Reserve managers flock back to USD
Figures from the US Treasury do not show any surge in buying of US assets in June but reserve managers have stepped up their USD purchases.
TIC (Treasury International Capital) data released this week show inflows into US assets were weak in June, probably a reflection of decreased eurozone capital flight after the second round of Greek elections. Indeed, eurozone investors were moderate sellers of US Treasuries in June after two consecutive months of buying.
Eurozone investment in US fixed income
|Source: Nomura, US Treasury|
However, whereas overall safe-haven inflows into the US weakened in June, the medium-term trend in safe-haven flows from the official sector – such as reserve managers – into US Treasuries is pointing to an increased USD share of new reserve accumulation globally, according to Nomura.
Jens Nordvig, global head of FX research at Nomura, says, as the financial crisis and subsequent fear of expansive monetary policy in the US led official investors to start diversifying away from USD and into other currencies such as EUR, the USD share of global reserve accumulation dropped from an average of 52% pre-2008 to 22% from 2010 to mid-2011.
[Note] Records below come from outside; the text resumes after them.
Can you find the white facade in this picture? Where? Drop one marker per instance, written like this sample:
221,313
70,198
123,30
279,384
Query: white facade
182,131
However, TIC data suggest that USD share has begun to grow again as worries over the eurozone debt crisis have escalated.
USD share of global reserve accumulation
|Source: Nomura, US treasury, BIS, Bloomberg|
In the last three-month period, the USD share of global reserve accumulation has risen to 42%, according to Nomura’s calculations. Indeed, the bank says, if flows are excluded from Switzerland – which is unusually biased towards EUR instruments – the share is 58%.
“We would not be surprised to see the USD share stay permanently at an elevated level as tensions in the eurozone push investors out of EUR and into USD,” says Nordvig.
“If this trend is confirmed, and we will be following this closely, it will be hard for EURUSD to bounce meaningfully.”